Exact Scaling Solutions in Normal and Brans-Dicke Models of Dark Energy

TL;DR

This paper derives exact cosmological solutions in Einstein and Brans-Dicke theories using a linear relationship between the Hubble parameter and scalar field derivative, revealing new scaling quintessence models without assuming specific potential forms.

Contribution

It introduces a method to obtain exact solutions in dark energy models without prior assumptions on the potential or scale factor, expanding understanding of scalar field cosmologies.

Findings

Derived a class of scaling quintessence models with exponential potentials.

Analyzed stability and relevance of these models for cosmic evolution.

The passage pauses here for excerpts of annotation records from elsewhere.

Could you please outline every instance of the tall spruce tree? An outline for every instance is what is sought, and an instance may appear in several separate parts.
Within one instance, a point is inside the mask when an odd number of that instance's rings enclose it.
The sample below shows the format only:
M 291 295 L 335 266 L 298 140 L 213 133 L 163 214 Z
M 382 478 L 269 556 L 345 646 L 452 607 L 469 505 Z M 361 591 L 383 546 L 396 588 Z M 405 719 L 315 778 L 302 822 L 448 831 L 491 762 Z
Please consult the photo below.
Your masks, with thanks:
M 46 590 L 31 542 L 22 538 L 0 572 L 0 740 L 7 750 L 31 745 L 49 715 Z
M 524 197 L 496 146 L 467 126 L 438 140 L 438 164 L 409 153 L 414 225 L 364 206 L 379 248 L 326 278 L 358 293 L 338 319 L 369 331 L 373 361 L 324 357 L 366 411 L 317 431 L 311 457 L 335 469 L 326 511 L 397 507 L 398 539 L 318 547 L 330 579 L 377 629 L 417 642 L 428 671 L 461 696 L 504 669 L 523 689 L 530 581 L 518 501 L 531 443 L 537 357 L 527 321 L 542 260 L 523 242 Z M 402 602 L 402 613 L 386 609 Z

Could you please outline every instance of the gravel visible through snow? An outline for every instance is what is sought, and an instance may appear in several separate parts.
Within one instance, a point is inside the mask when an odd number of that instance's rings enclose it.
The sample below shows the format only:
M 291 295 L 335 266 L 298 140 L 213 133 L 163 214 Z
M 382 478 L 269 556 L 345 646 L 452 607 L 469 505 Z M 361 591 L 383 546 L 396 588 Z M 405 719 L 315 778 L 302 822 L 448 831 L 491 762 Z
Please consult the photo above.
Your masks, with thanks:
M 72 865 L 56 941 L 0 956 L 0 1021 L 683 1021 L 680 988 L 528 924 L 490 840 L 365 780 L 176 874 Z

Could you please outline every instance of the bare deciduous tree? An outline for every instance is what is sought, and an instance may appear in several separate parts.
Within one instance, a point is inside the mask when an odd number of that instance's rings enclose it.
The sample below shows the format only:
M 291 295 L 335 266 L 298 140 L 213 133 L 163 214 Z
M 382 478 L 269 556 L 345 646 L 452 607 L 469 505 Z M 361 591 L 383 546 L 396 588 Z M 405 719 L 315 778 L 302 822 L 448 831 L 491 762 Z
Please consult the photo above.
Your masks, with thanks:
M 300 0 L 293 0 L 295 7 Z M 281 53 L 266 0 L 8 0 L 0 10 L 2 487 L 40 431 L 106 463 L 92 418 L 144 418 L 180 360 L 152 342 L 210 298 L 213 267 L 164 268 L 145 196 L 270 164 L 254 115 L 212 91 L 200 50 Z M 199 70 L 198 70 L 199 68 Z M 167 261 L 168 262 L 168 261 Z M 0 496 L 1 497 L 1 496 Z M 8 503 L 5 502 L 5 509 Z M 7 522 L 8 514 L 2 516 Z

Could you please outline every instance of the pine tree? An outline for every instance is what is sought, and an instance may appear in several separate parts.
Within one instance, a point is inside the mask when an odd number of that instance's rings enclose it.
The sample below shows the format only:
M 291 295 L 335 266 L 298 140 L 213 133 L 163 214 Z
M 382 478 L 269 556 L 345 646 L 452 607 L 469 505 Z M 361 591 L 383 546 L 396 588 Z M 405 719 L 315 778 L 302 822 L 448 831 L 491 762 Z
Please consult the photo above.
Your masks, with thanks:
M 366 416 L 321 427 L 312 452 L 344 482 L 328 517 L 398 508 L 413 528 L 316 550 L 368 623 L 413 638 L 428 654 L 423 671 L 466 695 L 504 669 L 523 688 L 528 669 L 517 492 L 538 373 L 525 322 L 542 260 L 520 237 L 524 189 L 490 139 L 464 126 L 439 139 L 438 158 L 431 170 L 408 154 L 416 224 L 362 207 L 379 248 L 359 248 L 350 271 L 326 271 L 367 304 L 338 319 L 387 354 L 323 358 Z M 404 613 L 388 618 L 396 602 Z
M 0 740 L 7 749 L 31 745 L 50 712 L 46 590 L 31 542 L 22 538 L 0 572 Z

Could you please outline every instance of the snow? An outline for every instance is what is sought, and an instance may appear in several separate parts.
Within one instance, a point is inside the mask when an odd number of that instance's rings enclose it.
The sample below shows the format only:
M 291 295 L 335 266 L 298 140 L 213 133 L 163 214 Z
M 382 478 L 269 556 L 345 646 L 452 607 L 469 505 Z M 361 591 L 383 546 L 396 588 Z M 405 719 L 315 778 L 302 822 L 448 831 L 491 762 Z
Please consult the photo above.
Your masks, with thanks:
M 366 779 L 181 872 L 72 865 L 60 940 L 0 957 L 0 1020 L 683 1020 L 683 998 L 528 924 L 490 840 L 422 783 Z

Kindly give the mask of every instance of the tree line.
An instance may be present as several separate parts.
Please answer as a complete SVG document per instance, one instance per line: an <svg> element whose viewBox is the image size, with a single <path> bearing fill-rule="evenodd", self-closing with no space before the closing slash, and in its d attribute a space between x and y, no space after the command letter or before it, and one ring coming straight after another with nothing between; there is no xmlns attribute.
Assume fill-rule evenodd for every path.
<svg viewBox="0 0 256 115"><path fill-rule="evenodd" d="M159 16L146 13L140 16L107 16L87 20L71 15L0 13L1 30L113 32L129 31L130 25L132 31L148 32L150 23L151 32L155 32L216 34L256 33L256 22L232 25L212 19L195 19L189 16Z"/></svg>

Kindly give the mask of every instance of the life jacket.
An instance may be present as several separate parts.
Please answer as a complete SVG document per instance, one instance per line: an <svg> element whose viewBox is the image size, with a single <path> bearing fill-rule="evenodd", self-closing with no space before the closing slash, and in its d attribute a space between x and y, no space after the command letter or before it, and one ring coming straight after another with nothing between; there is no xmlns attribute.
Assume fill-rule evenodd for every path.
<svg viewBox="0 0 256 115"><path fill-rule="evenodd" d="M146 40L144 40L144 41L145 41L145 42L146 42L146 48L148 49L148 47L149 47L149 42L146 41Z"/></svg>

Compared Einstein and Brans-Dicke frameworks in dark energy context.

Abstract

A linear relationship between the Hubble expansion parameter and the time derivative of the scalar field is explored in order to derive exact cosmological, attractor-like solutions, both in Einstein's theory and in Brans-Dicke gravity with two fluids: a background fluid of ordinary matter, together with a self-interacting scalar field accounting for the dark energy in the universe. A priori assumptions about the functional form of the self-interaction potential or about the scale factor behavior are not necessary. These are obtained as outputs of the assumed relationship between the Hubble parameter and the time derivative of the scalar field. A parametric class of scaling quintessence models given by a self-interaction potential of a peculiar form: a combination of exponentials with dependence on the barotropic index of the background fluid, arises. Both normal quintessence described by a self-interacting scalar field minimally coupled to gravity and Brans-Dicke quintessence given by a non-minimally coupled scalar field are then analyzed and the relevance of these models for the description of the cosmic evolution are discussed in some detail. The stability of these solutions is also briefly commented on.